A fortune-teller says: “When a customer comes to me, I look steadily into his or her eyes and say in a low, quiet voice: ‘You have done so much for others. Yet your efforts have not been rewarded. You have been losing out, haven’t you?’ Then most customers reply: ‘That’s right. For all the hard work and effort I’ve put in, my current job position and salary are far from reasonable. I feel I am treated unfairly. Hey, you’re an amazing fortune-teller. You only took one look at me, and. . . .’ I can easily earn my customers’ trust like that. Actually, though, I think that most of my customers are getting a fairer reward for their efforts.”
We tend not to forget things that we did for others. We may even use words that are deliberately designed to make people feel indebted to us when we talk about what we did. At the same time, we tend to undervalue and quickly forget the kindness with which others have done something for us. We eventually end up saying things like “After all I’ve done for him (her).” This may cause friction in relationships.
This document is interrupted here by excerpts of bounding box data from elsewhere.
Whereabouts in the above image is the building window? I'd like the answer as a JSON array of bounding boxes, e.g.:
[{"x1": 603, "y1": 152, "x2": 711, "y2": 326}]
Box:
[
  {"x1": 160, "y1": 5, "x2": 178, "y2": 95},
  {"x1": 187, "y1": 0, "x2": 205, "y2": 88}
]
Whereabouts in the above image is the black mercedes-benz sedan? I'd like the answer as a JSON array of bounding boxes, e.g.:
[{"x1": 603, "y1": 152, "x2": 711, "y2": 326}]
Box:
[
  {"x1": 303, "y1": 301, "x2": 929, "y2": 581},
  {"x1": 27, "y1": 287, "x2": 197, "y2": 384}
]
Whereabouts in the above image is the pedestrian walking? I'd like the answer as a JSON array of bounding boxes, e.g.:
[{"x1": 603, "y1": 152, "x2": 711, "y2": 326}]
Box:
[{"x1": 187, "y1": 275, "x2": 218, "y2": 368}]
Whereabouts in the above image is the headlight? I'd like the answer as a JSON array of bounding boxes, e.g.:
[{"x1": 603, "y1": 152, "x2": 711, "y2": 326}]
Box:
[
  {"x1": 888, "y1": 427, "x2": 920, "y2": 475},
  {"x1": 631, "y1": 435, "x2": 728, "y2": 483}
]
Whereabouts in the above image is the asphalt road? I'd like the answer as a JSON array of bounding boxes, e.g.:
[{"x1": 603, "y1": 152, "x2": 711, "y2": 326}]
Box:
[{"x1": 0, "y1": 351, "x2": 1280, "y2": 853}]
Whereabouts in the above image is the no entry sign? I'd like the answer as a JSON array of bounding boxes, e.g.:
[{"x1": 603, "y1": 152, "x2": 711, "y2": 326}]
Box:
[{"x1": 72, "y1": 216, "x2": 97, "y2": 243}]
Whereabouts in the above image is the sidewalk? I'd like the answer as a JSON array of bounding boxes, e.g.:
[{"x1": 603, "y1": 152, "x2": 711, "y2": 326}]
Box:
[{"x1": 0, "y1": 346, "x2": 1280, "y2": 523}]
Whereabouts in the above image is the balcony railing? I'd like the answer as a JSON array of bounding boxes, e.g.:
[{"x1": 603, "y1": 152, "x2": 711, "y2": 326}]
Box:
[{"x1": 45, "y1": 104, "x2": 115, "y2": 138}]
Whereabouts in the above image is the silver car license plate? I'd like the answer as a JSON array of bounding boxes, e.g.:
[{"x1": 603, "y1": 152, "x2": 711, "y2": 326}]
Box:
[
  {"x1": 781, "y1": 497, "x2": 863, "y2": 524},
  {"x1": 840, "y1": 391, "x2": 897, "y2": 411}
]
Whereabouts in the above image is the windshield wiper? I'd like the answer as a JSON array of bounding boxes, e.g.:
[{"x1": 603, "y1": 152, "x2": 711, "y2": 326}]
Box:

The question is whether we can look at ourselves and others with an impartial eye. In fact, it would be wise to deliberately undervalue ourselves and overvalue others.
If we undervalue our work, we can put in every effort without begrudging it. If we highly value others’ kindnesses, our sense of gratitude will grow and may even bring a smile to their lips. Oyasama’s instruction couched in the language of business—“Merchants should buy dearly and sell cheaply”—is an important one for us all.